Can i-gel Replace Endotracheal Tube during Elective Cesarean Section?

Sabry Amin1* and Sameth Fathy2

1Assistant Professor from the Departments of Anesthesiology and Surgical Intensive Care, Faculty of Medicine, Tanta University, Egypt

2Lecturer from the Departments of Anesthesiology and Surgical Intensive Care, Faculty of Medicine, Tanta University, Egypt

*Corresponding Author:
Sabry Mohamed Amin
Anesthesia Department, Tanta University Hospital, Tanta, Egypt
Tel:- 00201221793439
E-mail: [email protected]

Received date: January 04, 2016; Accepted date: February 12, 2016; Published date: February 18, 2016

Citation: Amin S, Fathy S (2016) Can I-Gel Replace Endotracheal Tube During Elective Cesarean Section? . J Anesth Clin Res 7:605. doi: 10.4172/2155-6148.1000605

Copyright: © 2016 Amin S, et al. This is an open-access article distributed under the terms of the Creative Commons Attribution License, which permits unrestricted use, distribution, and reproduction in any medium, provided the original author and source are credited.

 

Abstract

Background: General anesthesia with endotracheal tube and rapid sequence induction remain the gold standard for caesarean section. The I-gel is supraglottic airway devices it provides a better seal for positive pressure ventilation, separation of the respiratory from the alimentary tract and the venting of gas or liquid via its unique drain port. The aim of our study was to evaluate the efficacy of I-gel as rescue device in rapid establishment of airway and protect against pulmonary aspiration during elective CS under general anesthesia.

Patients and Methods: This study was conducted on 1000 parturients with at least eight hours of fasting scheduled for elective Cesarean delivery. We recorded the number of insertion attempts of the i-gel, the time to effective ventilation, incidence of aspiration, the presence of blood on the I gel, postoperative sore throat, and patients and obstetricians satisfaction.

Result: 1000 parturients, were included, mean body mass index was 28.5±3.4 (kg/m²).
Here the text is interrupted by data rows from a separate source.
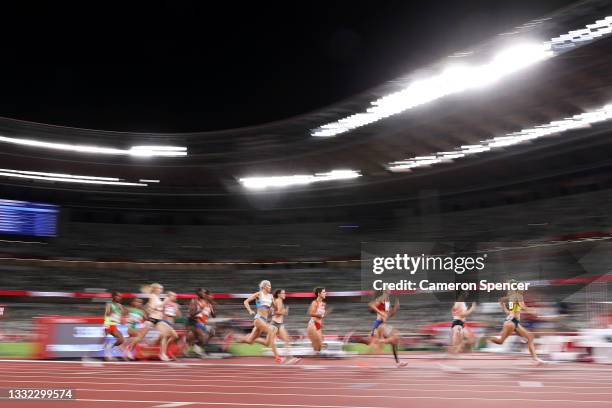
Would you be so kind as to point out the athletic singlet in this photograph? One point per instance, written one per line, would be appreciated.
(135, 316)
(264, 300)
(171, 309)
(155, 307)
(462, 307)
(383, 306)
(114, 317)
(278, 318)
(203, 311)
(514, 307)
(320, 312)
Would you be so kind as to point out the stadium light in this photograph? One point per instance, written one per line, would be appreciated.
(260, 183)
(457, 78)
(67, 178)
(135, 151)
(581, 120)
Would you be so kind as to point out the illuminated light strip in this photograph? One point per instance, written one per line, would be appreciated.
(137, 151)
(581, 120)
(66, 178)
(259, 183)
(61, 175)
(458, 78)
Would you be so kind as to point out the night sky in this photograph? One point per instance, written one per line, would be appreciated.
(178, 66)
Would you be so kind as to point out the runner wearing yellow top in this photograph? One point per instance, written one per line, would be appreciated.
(512, 304)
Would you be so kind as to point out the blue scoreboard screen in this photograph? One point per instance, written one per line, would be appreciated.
(26, 218)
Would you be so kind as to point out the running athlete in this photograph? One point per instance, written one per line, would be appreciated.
(460, 335)
(317, 313)
(171, 310)
(155, 312)
(200, 310)
(136, 317)
(382, 331)
(513, 304)
(112, 317)
(263, 304)
(280, 311)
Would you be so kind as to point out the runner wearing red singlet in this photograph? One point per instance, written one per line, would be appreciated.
(171, 310)
(461, 335)
(317, 313)
(200, 310)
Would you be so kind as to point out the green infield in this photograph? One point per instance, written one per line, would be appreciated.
(17, 350)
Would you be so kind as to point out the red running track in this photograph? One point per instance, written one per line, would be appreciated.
(476, 380)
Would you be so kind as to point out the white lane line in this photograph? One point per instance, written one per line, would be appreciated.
(199, 364)
(328, 366)
(310, 395)
(241, 383)
(530, 384)
(349, 387)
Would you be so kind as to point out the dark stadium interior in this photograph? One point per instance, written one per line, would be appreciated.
(539, 208)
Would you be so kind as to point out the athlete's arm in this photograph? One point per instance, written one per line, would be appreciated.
(394, 309)
(502, 302)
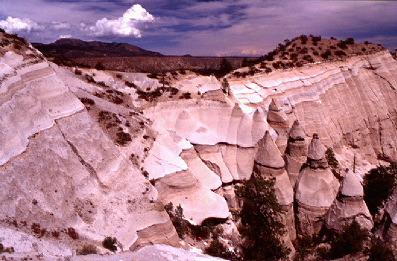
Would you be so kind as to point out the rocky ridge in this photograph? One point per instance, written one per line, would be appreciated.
(99, 153)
All i-gel insertions were successful on first attempt in (99%) of the cases and a time to effective airway of 11.3±2.4 sec. There was no evidence of regurge or aspiration. 25 parturients (2.5%) had visible blood on the i-gel upon removal, 20 (2%) had sore throat, one patients (0.1%) had tingling in the tongue and patients and obstetricians satisfaction was 98%.

Conclusion: The i-gel is useful supraglottic device and can replace the need of tracheal intubation in elective cesarean section with no reported serious complications and low incidences of pharyngolaryngeal morbidity when compared to tracheal intubation.